閑話休題。。。。 この正月3日から放送された、「古畑任三郎 FINALE」のことを書こうと思ってたんです。 やっと見終わりました(爆)。3話分、全部。 奇しくも、昨日からか・・・・? 「THE・有頂天ホテル」も公開となった 三谷氏渾身の最終作なわけです。 まぁ、最終作・・・・と銘打ったのは恐らくは制作者サイドの都合で、この日の「スタメン」を見る限りは 三谷氏本人は「需要があれば、これからも書く」みたいなことを匂わせていたので、 また数年後、田村正和演ずる古畑に再会できるかもしれない、その可能性はバリバリっぽい。
何かあったのかなぁ・・・・。 年明けに照準を合わせるように、異様にノリノリな気がするよ、三谷氏。 奥さんも、このクールから連ドラが入ってるし、三谷家で何かあったのかしら?? と 裏側を勘ぐりたがるあたくし( ̄∇ ̄;) 有頂天なのは、映画の「ホテル」じゃなくて、どっちかというと「古畑」のような気がするのは あたくしだけだろうか・・・・?(笑) まぁ、前シリーズからかなり年月も空いているので、 プロットくらいは山のように出来上がっていたとは思うのだけど、 いくら正月だからといって、あの寸法の話を3つも一気に流出するとは 映画のことも合わせて、1クールの連ドラ以上の労力だったんじゃなかろうかと、 密かに彼を労うあたくしもいたり(あは♪)
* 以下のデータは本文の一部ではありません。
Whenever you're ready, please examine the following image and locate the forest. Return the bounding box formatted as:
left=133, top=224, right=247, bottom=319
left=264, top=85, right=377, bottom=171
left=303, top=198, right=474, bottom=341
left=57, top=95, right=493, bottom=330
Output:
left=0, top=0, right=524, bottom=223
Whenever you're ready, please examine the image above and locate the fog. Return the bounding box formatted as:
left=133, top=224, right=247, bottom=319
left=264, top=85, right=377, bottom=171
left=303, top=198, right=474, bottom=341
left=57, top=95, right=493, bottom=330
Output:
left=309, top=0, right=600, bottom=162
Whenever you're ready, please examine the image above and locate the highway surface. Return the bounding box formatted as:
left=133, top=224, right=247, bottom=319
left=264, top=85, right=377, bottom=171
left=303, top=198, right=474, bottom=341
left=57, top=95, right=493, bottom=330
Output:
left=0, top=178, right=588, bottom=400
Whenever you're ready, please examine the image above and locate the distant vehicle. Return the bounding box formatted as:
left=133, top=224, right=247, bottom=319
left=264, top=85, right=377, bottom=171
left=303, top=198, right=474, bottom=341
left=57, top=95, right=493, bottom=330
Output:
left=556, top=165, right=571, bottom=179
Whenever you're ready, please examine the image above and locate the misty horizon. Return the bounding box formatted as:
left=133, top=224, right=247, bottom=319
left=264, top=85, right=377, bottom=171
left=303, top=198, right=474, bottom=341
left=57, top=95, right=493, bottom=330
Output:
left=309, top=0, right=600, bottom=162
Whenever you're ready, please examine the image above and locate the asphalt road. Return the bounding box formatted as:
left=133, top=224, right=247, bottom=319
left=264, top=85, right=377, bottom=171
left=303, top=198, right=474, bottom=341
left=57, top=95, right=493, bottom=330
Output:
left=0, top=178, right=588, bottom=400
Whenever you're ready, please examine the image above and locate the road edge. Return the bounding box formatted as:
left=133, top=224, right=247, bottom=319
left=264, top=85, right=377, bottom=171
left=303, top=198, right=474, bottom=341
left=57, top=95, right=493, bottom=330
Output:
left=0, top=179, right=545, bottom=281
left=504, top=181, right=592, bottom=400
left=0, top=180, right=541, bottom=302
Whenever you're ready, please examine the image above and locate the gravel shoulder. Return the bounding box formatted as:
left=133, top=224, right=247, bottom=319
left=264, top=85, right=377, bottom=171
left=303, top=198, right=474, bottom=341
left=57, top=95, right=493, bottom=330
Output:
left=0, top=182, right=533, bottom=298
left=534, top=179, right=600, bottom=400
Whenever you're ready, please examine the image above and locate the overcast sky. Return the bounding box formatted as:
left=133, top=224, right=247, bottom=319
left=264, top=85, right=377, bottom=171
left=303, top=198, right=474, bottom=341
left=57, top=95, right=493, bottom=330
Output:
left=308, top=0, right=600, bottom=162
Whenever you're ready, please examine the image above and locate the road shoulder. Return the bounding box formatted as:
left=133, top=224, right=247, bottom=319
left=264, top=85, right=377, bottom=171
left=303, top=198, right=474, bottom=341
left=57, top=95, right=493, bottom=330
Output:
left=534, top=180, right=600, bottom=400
古畑任三郎が世に出て以来、「コロンボスタイル」などと言われてはいるけれど、 あたくしは、逐一この作品を目にするたび、本当によく書けているよなぁ・・・・と感心する。 「刑事コロンボ」があちゃらの古い刑事モノドラマで、日本でも有名になって、 ある程度の認識と評価をされてから、物凄い時間が経っているわけだけれど、 それ以降、そのスタイルを真似たとはいえ、1つのキャラクターをしっかりと確立させ、 本もそれに合わせてちゃんと書いて、あそこまでテンポよく物語を発展させるところまでもっていくには もはや「コピー」という技を猶に凌駕していると思うのだ。 シリーズによっては、少々荒い作品もあったりするけれど、そこはご愛嬌だろう。 彼は彼のやりたいようにやって、そういうスタンスは崩さずにいるのだから、 評価すべきは、そういうポイントなんだろうと思う。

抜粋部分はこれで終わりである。